The algae biomass in the circulating growth liquor is sufficiently large to ensure a metabolic rate of absorption/conversion of carbon dioxide produced by the occasionally operated kiln used for transforming ligneous wastes into sellable products and which is eventually fed into the growth liquor adapted to lower the carbon dioxide content in a gas mixture that is finally vented to the atmosphere after bubbling through the growth liquor, below the percentage naturally present in the air besides being enriched of the oxygen generated by the growing algae.

Other carbon dioxide containing gaseous exhausts that may be generated within the integrated system for power generation from natural/renewable energy source, organic waste reclamation and commodities production, for example by optional combustion engine or turbine driven power generators burning on site the biogas produced by the digester of the algae residues and other non ligneous organic wastes, are similarly collected, stored and fed into the growth liquor for nullifying carbon dioxide emission while reclaiming organic wastes that are thus transformed into valuable commodities.

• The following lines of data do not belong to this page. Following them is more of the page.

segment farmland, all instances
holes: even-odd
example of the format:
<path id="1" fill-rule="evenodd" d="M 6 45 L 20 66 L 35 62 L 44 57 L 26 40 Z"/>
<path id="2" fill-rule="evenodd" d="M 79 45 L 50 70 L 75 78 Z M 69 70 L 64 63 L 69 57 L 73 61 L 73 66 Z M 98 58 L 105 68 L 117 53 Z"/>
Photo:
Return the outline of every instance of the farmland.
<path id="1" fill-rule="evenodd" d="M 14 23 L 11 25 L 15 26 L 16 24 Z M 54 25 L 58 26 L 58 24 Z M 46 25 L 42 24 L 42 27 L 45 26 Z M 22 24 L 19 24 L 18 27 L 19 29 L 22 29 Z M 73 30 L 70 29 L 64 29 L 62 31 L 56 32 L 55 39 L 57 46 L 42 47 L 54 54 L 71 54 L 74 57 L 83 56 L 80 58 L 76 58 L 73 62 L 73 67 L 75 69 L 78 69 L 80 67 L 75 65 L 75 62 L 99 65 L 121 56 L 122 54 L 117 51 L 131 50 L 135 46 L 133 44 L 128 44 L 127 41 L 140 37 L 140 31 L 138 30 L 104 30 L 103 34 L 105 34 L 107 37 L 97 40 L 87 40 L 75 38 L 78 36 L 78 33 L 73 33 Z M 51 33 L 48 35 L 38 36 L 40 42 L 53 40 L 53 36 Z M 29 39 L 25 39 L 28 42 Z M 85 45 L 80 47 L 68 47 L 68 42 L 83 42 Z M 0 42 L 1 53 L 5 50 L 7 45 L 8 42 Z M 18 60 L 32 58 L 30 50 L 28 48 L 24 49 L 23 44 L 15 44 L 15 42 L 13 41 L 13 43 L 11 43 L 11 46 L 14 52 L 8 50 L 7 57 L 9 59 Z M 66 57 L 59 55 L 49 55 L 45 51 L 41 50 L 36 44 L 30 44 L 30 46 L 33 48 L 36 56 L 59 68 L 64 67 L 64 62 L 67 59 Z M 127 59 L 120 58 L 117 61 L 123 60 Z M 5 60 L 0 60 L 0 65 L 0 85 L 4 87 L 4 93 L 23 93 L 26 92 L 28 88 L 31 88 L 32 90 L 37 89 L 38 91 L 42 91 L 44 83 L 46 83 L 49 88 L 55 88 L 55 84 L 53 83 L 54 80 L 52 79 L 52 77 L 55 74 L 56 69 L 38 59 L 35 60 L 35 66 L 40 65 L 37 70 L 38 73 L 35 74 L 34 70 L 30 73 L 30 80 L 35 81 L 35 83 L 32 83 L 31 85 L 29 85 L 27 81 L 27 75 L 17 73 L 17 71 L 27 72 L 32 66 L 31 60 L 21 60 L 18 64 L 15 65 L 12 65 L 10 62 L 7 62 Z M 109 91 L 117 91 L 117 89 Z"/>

According to an alternative embodiment, the biogas typically composed mainly of methane and carbon dioxide produced by the digester instead of being directly burned on site as fuel of optionally installed combustion or turbine driven electrical power generators, is economically exploited by separating from it the methane content that as such may be sold at a significantly enhanced market price. Separation of methane from the raw biogas produced by the digester may be performed with any of the available techniques, for example by using membrane separators or chemical stripping of carbon dioxide from the biogas using amines (DMA, DMEA), conducted in a absorption tower. The carbon dioxide is recovered by heating the amines collected at the bottom of the absorption tower operated in counter-current mode, collected, stored and eventually fed to the photo-bioreactor circuit used for growing algae, while the liquid amines are recycled at the top of the tower, from a vent of which the concentrated methane gas is conveyed to a bottling unit or injected in a distribution pipeline.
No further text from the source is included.